Nach Auffassung des Beschwerdeführers ist die Kürzung von Grundentschädigung und Kindergeldern separat vorzunehmen. Das Taggeld des Beschwerdeführers sei somit um Fr. 30.40 zu kürzen und betrage Fr. 179.-, den Kindern sei je ein Taggeld von Fr. 5.85 auszurichten. Durch die Berechnungsart von Verwaltung und Vorinstanz würden bei getrennter Auszahlung Versicherte mit mehreren Kindern benachteiligt, da die Kürzung mit steigender Kinderzahl überproportional wachse.
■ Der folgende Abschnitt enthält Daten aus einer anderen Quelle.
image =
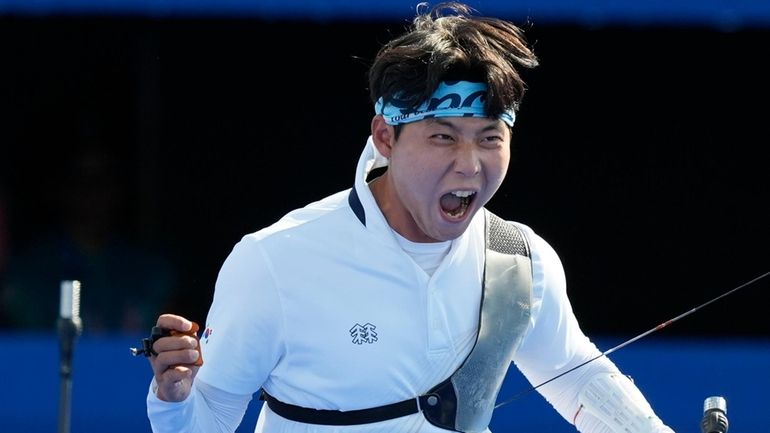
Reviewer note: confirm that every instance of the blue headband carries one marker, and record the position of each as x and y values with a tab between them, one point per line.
451	99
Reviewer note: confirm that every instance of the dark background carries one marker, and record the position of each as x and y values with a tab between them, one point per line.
640	151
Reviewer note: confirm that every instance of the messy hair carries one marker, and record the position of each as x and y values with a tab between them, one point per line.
450	42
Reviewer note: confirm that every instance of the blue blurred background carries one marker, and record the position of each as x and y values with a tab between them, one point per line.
140	139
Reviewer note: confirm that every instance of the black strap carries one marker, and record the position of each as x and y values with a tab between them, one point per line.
351	417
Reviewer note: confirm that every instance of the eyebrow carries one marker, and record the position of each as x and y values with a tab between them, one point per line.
493	125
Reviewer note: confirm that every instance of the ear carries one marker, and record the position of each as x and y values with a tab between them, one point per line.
382	136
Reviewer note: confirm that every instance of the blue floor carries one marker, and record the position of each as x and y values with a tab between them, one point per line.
109	385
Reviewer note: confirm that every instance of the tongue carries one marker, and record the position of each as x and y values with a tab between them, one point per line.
450	202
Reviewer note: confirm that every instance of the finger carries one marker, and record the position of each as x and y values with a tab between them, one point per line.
177	374
176	342
171	359
172	321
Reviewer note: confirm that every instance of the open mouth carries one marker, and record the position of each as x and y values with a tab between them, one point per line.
456	203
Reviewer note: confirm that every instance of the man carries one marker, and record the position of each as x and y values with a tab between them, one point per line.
376	309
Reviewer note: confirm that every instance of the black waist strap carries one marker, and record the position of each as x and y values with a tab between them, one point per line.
351	417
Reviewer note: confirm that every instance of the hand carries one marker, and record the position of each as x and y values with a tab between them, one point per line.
173	367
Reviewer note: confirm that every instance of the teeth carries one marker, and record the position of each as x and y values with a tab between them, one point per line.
462	193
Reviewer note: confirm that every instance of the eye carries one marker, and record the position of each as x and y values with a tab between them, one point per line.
442	138
492	141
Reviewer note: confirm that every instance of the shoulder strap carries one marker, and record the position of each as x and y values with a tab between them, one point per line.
467	398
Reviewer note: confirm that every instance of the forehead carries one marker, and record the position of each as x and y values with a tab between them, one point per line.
479	124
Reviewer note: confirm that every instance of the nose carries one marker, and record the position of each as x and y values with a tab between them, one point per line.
467	160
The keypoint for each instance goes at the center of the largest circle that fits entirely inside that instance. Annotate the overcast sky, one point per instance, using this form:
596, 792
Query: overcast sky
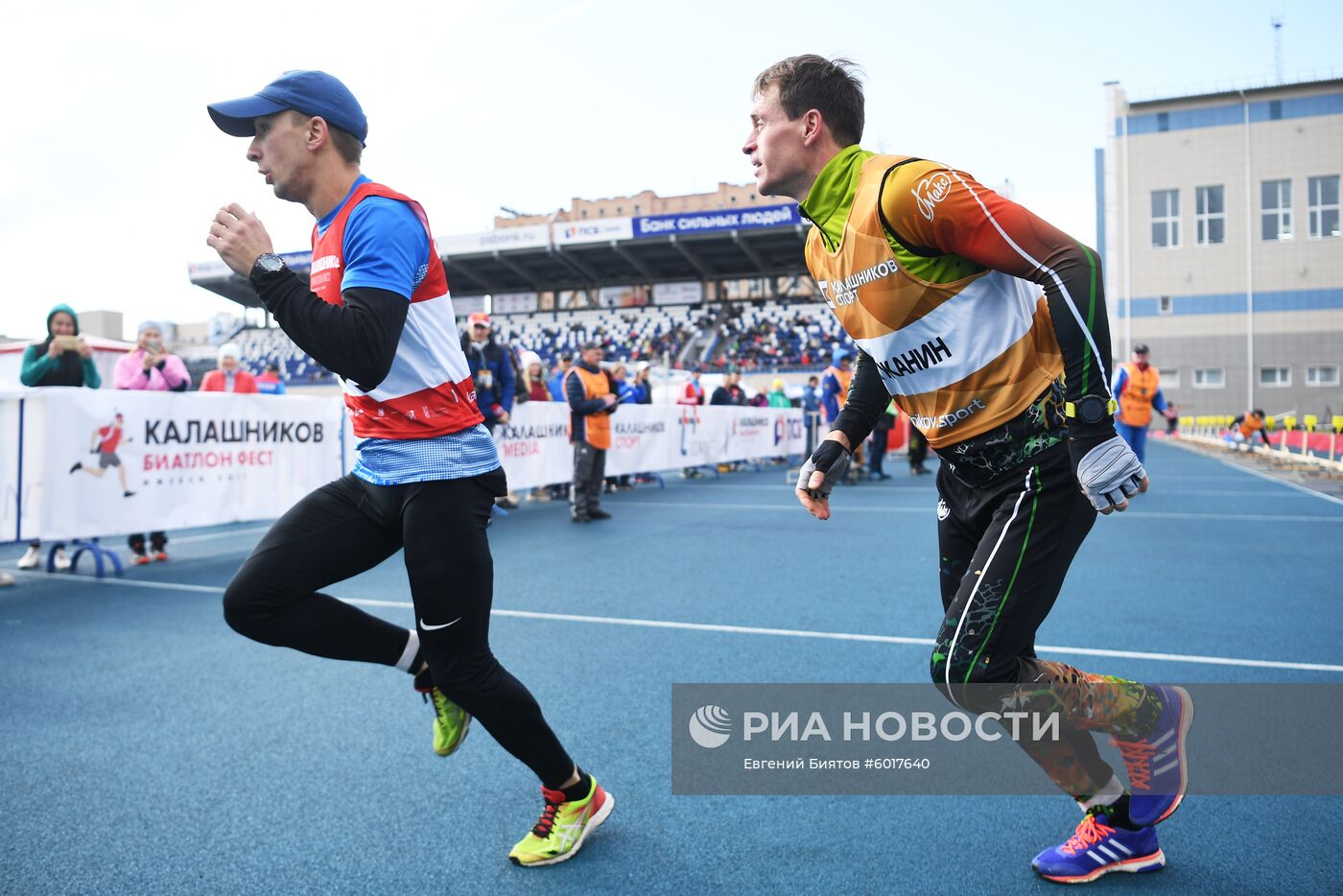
114, 170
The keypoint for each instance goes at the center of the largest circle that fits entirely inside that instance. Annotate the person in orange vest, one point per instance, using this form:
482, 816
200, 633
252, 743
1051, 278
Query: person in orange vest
591, 402
694, 392
1139, 389
1249, 423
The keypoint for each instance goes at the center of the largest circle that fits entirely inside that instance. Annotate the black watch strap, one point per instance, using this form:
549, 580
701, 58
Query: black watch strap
266, 266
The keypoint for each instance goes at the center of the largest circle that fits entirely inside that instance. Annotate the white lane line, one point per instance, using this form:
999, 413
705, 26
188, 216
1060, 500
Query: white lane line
210, 536
897, 490
1128, 515
923, 495
778, 633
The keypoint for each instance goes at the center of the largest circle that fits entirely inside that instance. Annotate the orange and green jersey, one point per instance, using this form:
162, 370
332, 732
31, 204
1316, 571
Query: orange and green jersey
967, 308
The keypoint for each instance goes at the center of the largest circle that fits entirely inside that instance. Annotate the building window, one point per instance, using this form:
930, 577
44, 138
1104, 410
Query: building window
1325, 207
1211, 215
1275, 376
1209, 378
1165, 219
1276, 204
1322, 375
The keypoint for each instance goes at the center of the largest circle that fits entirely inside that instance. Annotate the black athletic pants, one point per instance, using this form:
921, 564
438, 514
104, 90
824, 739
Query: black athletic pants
351, 526
1003, 553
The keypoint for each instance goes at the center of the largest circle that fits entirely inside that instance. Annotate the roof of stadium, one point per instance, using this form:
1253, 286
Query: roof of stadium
704, 246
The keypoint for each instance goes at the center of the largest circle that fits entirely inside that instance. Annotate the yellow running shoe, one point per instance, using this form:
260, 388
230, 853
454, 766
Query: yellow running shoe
563, 826
452, 723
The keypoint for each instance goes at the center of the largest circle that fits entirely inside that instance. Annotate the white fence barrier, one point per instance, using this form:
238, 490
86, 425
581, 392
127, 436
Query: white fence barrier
69, 456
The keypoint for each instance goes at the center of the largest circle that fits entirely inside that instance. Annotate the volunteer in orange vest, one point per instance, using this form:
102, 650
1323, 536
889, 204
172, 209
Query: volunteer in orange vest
1139, 389
591, 400
1249, 423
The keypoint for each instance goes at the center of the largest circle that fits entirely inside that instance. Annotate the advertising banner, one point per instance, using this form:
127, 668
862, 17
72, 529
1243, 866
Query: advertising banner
503, 238
593, 231
704, 222
536, 450
100, 461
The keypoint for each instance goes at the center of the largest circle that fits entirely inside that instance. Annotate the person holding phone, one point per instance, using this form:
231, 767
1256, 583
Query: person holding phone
62, 359
151, 366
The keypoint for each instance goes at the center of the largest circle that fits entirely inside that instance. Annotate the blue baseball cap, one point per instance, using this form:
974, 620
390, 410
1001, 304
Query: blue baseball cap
312, 93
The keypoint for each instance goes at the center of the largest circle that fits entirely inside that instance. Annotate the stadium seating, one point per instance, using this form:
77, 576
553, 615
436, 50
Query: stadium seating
748, 335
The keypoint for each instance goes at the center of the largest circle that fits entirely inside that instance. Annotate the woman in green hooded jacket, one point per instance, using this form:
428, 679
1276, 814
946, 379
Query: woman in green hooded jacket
62, 359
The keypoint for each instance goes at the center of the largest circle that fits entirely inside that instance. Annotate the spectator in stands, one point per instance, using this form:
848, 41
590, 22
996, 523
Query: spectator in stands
591, 402
835, 386
230, 376
492, 369
532, 382
62, 359
810, 396
151, 366
622, 387
269, 383
494, 376
694, 392
692, 395
835, 392
731, 391
644, 383
532, 387
556, 382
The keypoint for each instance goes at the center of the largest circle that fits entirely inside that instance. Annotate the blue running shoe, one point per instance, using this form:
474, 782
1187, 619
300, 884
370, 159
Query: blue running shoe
1158, 771
1097, 848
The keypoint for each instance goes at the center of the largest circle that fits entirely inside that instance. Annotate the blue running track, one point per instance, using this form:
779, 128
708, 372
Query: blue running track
147, 748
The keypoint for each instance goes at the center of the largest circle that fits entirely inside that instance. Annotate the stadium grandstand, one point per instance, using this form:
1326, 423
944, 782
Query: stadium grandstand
719, 281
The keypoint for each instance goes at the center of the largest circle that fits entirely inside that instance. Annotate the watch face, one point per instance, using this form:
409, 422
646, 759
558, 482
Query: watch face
1091, 410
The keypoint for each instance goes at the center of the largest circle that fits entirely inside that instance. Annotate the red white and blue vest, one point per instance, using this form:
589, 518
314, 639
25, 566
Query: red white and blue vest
429, 389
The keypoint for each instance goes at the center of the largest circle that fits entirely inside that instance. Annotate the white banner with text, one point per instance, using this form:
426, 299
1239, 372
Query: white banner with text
84, 462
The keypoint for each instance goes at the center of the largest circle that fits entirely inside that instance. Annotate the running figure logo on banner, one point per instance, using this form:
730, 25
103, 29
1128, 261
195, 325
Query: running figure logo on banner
104, 443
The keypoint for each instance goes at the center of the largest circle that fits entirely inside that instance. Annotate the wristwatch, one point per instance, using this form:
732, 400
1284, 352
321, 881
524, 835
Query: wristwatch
1092, 409
266, 266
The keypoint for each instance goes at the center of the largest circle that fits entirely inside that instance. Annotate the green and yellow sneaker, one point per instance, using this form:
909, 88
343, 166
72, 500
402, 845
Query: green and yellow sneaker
563, 826
452, 723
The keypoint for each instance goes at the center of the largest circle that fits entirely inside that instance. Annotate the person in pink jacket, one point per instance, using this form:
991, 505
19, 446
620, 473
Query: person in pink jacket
151, 366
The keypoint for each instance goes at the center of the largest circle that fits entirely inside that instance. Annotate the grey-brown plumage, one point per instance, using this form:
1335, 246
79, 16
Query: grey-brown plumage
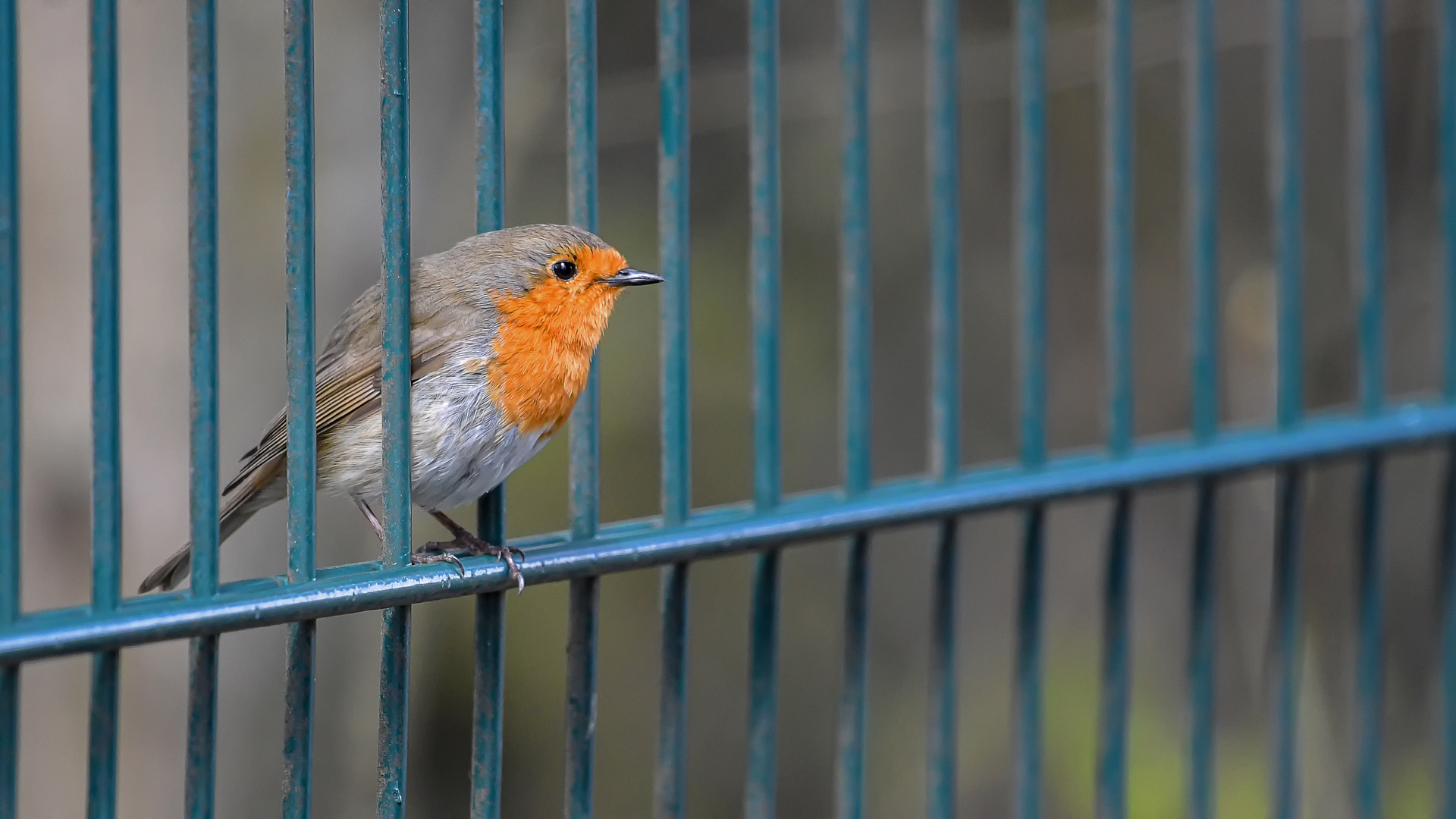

Zudem würden die Kinder einer versicherten Person durch deren Taggeldbezug sehr viel besser gestellt. Die Regelung von Art. 47 Abs. 1 IVG sei klar und lasse keinen Interpretationsspielraum. Die Kürzungsberechnung beim Kindergeld sei nicht anders vorzunehmen als beim Taggeld für den Beschwerdeführer. 
 
4. 
 
4.1 Verwaltungsweisungen richten sich an die Durchführungsstellen und sind für das Sozialversicherungsgericht nicht verbindlich. Dieses soll sie bei seiner Entscheidung aber berücksichtigen, sofern sie eine dem Einzelfall angepasste und gerecht werdende Auslegung der anwendbaren gesetzlichen Bestimmungen zulassen. Das Gericht weicht also nicht ohne triftigen Grund von Verwaltungsweisungen ab, wenn diese eine überzeugende Konkretisierung der rechtlichen Vorgaben darstellen. Insofern wird dem Bestreben der Verwaltung, durch interne Weisungen eine rechtsgleiche Gesetzesanwendung zu gewährleisten, Rechnung getragen (BGE 133 V 450 E. 2.2.4 S. 455, 132 V 121 E. 4.4 S. 125 mit Hinweisen). 
 
4.2 Sind die Anspruchsvoraussetzungen für ein Taggeld erfüllt, besteht grundsätzlich kein Anspruch auf eine Rente der Invalidenversicherung (Art. 43 Abs. 2 IVG). Die Kürzung des Taggeldes um einen Dreissigstel des Rentenbetrages (Art. 47 Abs. 1 IVG) stellt daher eine innersystematische Koordination dar, damit die diversen, von der Invalidenversicherung ausgerichteten Leistungen keine Überentschädigung des Versicherten zur Folge haben (Urteil des Eidg. Versicherungsgerichts C 26/03 vom 29. Oktober 2004 E. 2.3). 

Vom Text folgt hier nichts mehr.